Employment in private educational services rose by 29,000 in February, following little change in the prior month (-5,000). Over the year, employment in the industry has grown by 105,000.
Manufacturing added 28,000 jobs in February. Employment rose in food manufacturing (+9,000) and machinery (+7,000) but fell in transportation equipment (-6,000). Over the past 3 months, manufacturing has added 57,000 jobs.
Health care employment rose by 27,000 in February, with a job gain in ambulatory health care services (+18,000). Over the year, health care has added an average of 30,000 jobs per month.
Employment in mining increased by 8,000 in February, with most of the gain occurring in support activities for mining (+6,000). Mining employment has risen by 20,000 since reaching a recent low in October 2016.
Employment in professional and business services continued to trend up in February (+37,000). The industry has added 597,000 jobs over the year.
Retail trade employment edged down in February (-26,000), following a gain of 40,000 in the prior month. Over the month, job losses occurred in general merchandise stores (-19,000); sporting goods, hobby, book, and music stores (-9,000); and electronics and appliance stores (-8,000).
Employment in other major industries, including wholesale trade, transportation and warehousing, information, financial activities, leisure and hospitality, and government, showed little or no change over the month.
The average workweek for all employees on private nonfarm payrolls was unchanged at 34.4 hours in February. In manufacturing, the workweek was unchanged at 40.8 hours, and overtime remained at 3.3 hours. The average workweek for production and nonsupervisory employees on private nonfarm payrolls has been 33.6 hours since August 2016.
In February, average hourly earnings for all employees on private nonfarm payrolls increased by 6 cents to $26.09, following a 5-cent increase in January. Over the year, average hourly earnings have risen by 71 cents, or 2.8 percent. In February, average hourly earnings of private-sector production and nonsupervisory employees increased by 4 cents to $21.86 in February. (See tables B-3 and B-8.)

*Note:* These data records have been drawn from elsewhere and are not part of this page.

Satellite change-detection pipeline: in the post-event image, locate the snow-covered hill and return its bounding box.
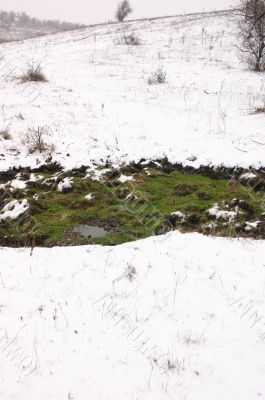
[0,233,265,400]
[0,13,265,169]
[0,13,265,400]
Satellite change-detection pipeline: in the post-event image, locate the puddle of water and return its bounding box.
[74,225,108,239]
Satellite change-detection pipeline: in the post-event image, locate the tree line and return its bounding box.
[0,11,82,30]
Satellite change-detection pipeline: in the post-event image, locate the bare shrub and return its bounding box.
[20,62,47,83]
[148,67,167,85]
[237,0,265,71]
[116,0,133,22]
[0,129,12,140]
[114,32,142,46]
[22,126,55,154]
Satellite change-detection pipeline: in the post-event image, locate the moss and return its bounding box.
[0,168,263,246]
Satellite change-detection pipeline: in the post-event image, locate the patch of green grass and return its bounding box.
[0,168,263,246]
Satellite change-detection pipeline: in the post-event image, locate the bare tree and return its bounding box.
[237,0,265,71]
[116,0,133,22]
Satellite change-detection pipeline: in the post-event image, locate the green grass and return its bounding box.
[0,169,263,246]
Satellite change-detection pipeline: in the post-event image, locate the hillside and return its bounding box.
[0,9,264,169]
[0,12,265,400]
[0,10,81,43]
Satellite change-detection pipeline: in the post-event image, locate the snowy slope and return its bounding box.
[0,233,265,400]
[0,13,265,170]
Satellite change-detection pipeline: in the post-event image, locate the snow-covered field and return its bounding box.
[0,13,265,169]
[0,233,265,400]
[0,10,265,400]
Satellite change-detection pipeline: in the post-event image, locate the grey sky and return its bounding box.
[0,0,231,23]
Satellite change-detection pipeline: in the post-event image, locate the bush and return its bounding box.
[114,33,142,46]
[148,67,167,85]
[237,0,265,71]
[116,0,133,22]
[22,126,55,153]
[21,62,47,83]
[0,129,12,140]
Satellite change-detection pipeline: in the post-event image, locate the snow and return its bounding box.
[245,221,261,231]
[0,13,264,170]
[117,174,133,183]
[170,211,186,221]
[85,193,94,200]
[0,199,29,221]
[57,178,72,192]
[0,13,265,400]
[8,179,27,190]
[239,172,257,181]
[0,232,265,400]
[207,204,238,221]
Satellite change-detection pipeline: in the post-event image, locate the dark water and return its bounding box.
[74,225,108,239]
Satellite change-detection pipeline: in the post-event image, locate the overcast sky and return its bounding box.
[0,0,231,24]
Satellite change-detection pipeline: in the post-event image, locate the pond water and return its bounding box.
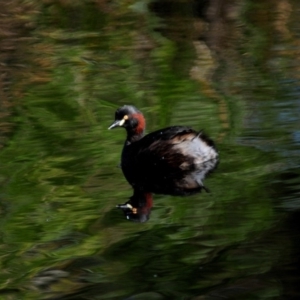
[0,0,300,300]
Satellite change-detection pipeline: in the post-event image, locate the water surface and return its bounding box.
[0,0,300,300]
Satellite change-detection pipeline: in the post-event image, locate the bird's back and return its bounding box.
[122,126,218,195]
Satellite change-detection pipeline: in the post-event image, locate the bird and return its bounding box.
[108,105,218,221]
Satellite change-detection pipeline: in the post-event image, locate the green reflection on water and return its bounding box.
[0,1,298,299]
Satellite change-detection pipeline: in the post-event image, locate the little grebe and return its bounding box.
[108,105,218,220]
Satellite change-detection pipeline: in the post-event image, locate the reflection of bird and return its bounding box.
[109,105,218,220]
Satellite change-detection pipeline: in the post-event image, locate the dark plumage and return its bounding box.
[109,105,218,220]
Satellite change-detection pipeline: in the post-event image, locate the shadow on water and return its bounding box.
[0,0,300,300]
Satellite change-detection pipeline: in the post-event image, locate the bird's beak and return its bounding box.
[108,119,125,129]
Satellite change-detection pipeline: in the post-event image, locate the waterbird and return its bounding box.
[108,105,218,222]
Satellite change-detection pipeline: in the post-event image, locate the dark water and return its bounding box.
[0,0,300,300]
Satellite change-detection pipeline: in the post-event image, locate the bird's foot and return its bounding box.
[116,202,138,214]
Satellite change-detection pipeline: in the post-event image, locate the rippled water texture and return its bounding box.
[0,0,300,300]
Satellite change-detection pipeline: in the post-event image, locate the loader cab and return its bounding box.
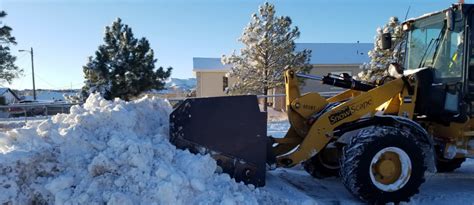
[402,4,474,123]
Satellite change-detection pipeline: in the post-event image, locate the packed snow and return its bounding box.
[0,95,474,205]
[0,95,296,204]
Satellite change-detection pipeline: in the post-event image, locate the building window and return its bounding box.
[222,76,229,91]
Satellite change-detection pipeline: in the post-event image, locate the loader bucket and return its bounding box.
[170,95,269,186]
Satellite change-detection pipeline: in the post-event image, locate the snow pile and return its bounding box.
[0,94,289,204]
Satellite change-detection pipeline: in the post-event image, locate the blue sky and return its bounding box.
[0,0,460,89]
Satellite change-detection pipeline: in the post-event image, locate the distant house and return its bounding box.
[193,43,373,97]
[0,88,21,105]
[193,58,234,97]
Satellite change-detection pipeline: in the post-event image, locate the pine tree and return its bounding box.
[0,11,23,83]
[222,3,311,111]
[82,18,172,100]
[357,17,403,83]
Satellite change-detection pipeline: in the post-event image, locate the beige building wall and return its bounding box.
[196,71,235,97]
[196,64,360,97]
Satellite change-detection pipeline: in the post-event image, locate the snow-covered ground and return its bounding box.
[263,121,474,205]
[0,95,474,205]
[0,95,294,204]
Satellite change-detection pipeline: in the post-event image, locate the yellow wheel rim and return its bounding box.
[369,147,412,192]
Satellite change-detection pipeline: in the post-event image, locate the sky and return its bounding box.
[0,0,462,89]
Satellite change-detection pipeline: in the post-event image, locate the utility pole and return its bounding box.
[18,47,36,100]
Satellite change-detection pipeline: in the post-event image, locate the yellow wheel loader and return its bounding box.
[170,4,474,203]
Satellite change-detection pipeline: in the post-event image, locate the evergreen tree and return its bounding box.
[222,3,311,111]
[0,11,23,83]
[357,17,403,83]
[82,18,172,100]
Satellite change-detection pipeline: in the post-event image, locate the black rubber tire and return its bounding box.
[341,125,427,204]
[436,157,466,173]
[303,148,340,179]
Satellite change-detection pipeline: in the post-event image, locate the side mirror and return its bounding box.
[388,63,403,78]
[446,9,454,31]
[381,33,392,50]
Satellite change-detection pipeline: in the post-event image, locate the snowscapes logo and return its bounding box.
[329,99,372,125]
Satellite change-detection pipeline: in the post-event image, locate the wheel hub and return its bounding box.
[370,147,411,192]
[373,152,402,184]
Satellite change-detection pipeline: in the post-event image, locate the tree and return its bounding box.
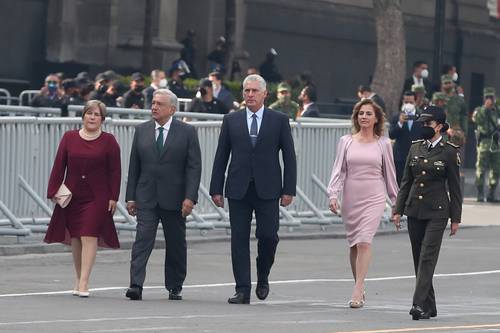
[371,0,406,115]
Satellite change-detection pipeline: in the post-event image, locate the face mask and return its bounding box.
[420,126,436,140]
[401,103,415,114]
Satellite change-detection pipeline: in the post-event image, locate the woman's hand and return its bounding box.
[108,200,116,215]
[392,214,401,230]
[328,199,339,214]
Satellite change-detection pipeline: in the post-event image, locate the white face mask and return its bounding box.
[401,103,416,114]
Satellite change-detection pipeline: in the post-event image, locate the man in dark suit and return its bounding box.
[403,60,434,99]
[297,86,319,118]
[389,91,422,185]
[125,89,201,300]
[210,74,297,304]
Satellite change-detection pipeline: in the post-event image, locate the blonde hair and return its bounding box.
[351,98,385,136]
[82,99,106,121]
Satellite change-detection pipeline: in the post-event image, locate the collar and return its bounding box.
[426,135,443,148]
[245,105,264,119]
[155,117,173,132]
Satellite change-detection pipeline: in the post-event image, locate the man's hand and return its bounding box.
[212,194,224,208]
[182,199,194,217]
[108,200,116,215]
[280,194,293,207]
[127,201,137,216]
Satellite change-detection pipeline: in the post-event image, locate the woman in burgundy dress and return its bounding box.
[328,99,398,308]
[45,100,121,297]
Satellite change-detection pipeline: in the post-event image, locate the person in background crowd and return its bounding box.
[358,85,385,112]
[259,48,283,82]
[188,78,229,114]
[31,74,64,108]
[142,69,168,109]
[472,87,500,202]
[123,72,144,109]
[269,82,299,119]
[208,72,234,111]
[297,86,320,118]
[44,100,121,297]
[328,98,398,308]
[403,60,433,98]
[389,91,422,185]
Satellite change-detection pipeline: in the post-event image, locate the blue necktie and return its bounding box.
[250,113,257,147]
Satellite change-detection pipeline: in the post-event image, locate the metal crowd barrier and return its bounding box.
[0,106,356,236]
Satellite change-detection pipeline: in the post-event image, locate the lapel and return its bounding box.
[160,119,178,160]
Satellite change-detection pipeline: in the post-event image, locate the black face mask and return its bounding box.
[420,126,436,140]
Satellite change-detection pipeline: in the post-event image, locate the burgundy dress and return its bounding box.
[44,130,121,248]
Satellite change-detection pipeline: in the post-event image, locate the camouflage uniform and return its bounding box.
[472,88,500,202]
[269,82,299,119]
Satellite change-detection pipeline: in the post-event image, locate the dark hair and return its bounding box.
[302,86,318,102]
[358,84,372,93]
[403,90,417,98]
[351,98,385,136]
[413,60,427,69]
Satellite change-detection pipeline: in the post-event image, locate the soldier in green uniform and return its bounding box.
[269,82,299,119]
[472,88,500,202]
[393,106,462,320]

The change in total nonfarm payroll employment for December was revised down from +157,000 to +155,000, and the change for January was revised up from +227,000 to +238,000. With these revisions, employment gains in December and January combined were 9,000 more than previously reported. Monthly revisions result from additional reports received from businesses since the last published estimates and from the recalculation of seasonal factors. Over the past 3 months, job gains have averaged 209,000 per month.